Они вышли на просторную площадь, и Поветрок невольно остановился, пораженный. Прямо перед ним возвышался беломраморный храм с колоннами необыкновенной красоты, стройный и легкий. На колоннах покоился портик с изображением скачущих коней. Вздернутые морды их были так правдиво изображены, что он будто слышал их звонкое ржание. Кони с развевающимися гривами несли на своих спинах голых юношей, и все вместе они мчались куда-то вдаль, стремительно и неудержимо…

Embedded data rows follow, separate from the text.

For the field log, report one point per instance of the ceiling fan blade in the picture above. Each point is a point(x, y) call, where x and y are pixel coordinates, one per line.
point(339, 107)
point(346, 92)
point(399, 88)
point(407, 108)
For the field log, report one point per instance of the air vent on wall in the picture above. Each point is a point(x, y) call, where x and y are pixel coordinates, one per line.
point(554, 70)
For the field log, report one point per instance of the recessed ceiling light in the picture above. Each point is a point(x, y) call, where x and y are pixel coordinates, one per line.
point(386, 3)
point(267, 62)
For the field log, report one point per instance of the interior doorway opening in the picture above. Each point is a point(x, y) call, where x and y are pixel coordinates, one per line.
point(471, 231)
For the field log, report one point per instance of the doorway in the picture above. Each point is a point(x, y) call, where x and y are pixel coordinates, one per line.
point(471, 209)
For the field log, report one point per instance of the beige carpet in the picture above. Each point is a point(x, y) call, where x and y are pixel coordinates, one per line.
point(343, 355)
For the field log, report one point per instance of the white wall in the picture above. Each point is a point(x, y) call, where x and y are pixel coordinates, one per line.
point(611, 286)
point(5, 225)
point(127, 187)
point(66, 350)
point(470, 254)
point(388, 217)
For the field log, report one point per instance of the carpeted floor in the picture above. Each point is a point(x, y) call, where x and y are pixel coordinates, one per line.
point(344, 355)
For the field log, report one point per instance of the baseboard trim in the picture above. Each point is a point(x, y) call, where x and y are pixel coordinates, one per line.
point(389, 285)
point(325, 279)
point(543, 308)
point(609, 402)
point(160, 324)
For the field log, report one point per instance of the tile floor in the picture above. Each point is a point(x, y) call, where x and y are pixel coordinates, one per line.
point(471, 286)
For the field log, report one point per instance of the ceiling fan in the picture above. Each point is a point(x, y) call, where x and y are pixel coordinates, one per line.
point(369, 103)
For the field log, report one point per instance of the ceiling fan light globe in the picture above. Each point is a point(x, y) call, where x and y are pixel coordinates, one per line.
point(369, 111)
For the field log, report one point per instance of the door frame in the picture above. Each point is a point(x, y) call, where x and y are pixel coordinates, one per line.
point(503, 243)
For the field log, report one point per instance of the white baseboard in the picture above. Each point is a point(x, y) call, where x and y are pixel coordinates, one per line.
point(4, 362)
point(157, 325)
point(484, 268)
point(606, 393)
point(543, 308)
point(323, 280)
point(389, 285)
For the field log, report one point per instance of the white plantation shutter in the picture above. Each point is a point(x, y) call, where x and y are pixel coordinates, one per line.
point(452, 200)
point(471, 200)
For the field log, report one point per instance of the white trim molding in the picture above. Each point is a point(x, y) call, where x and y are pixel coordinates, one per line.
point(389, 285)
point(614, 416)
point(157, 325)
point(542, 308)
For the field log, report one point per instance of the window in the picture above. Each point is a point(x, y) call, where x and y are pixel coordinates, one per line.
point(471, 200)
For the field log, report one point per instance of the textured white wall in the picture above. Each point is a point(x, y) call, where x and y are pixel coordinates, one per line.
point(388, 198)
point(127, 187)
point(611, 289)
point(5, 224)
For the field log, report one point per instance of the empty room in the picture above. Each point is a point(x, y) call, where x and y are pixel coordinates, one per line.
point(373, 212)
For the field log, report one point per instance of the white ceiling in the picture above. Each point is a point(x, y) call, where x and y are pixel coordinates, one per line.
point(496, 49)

Вокруг площади стояло еще несколько красивых зданий с колоннами; в одном из них проживала Триера. Она провела его на второй этаж. Поветрок шел и озирался, восхищенный убранством помещений. Они были отделаны мрамором белого и черного цветов, стены расписаны рисунками людей и животных, выполненными красной, желтой и голубой красками.
Она провела его в небольшую, хорошо обставленную комнату, указала на скамеечку возле стола, произнесла рассеянно:
– Садись. Я сейчас расплачусь с тобой.